The Sustainable Livestock Systems Collaborative, the university announced this past December, will allow CSU livestock and animal health experts to work with industry stakeholders and the government to address current and future challenges facing the industry while also training professionals.
The effort is being led by the CSU College of Agricultural Sciences and the CSU College of Veterinary Medicine & Biomedical Sciences.
The central goal of the project includes looking at how to enhance sustainable and healthy livestock systems through new technologies and disease treatment. The collaborative will also look at soil, plant, animal, and atmospheric microbiomes.
Dr. Susan VandeWoude, associate dean for research at the veterinary college, said the project will produce research and training materials on how agriculture will work over the next century, while taking into consideration environmental and production stressors.
“CSU is committed to contributing evidence-based knowledge in support of sustainable livestock production because it’s critical for the future of the livestock industry,” said Dr. VandeWoude, in a press release. “We are very committed and open minded to using all of the resources of the land-grant university.”
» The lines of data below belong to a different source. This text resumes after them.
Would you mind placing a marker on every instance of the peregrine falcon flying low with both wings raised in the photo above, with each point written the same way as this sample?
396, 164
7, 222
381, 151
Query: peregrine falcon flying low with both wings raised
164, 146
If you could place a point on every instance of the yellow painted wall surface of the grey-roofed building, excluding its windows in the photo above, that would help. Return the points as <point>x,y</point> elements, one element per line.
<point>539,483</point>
Some potential focus areas for the collaborative include the following:
Spatial modeling of disease transmission and spread across landscape levels.
Livestock and dairy systems analysis for productive efficiency, animal health, and environmental sustainability.
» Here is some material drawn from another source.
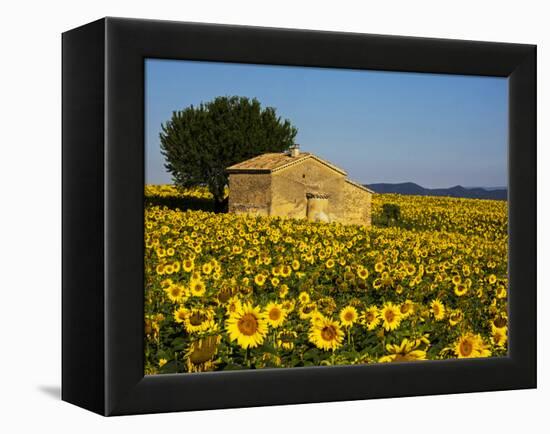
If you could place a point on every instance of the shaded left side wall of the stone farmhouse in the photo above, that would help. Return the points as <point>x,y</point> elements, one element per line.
<point>250,193</point>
Risk management and profitability analysis for livestock and dairy at enterprise, farm, and macroeconomic levels.
Innovation in livestock and dairy production and health monitoring using novel technologies.
Innovative training programs for undergraduate, veterinary professional, and postgraduate students.
Livestock and dairy welfare and behavior in production systems.
The university has tapped experts within CSU and reached out to industry experts such as the Colorado Beef Council, Colorado Cattlemen’s Association, Colorado Farm Bureau, and the Colorado Livestock Association, in the formation of the collaborative.
The CSU Extension, a division of the CSU Office of Engagement, will provide outreach and share research and information from the collaborative with the livestock community, Dr. VandeWoude said.
James Pritchett, interim dean of the College of Agricultural Sciences, said the collaborative is an intentional effort led by scientists, educators, and industry professionals to meet challenges.
“It’s knowledge creation at its best,” he said in the press release. “Success is not only answering the questions of today but is also building a nimble and adaptive collection of talent to meet tomorrow’s challenges.”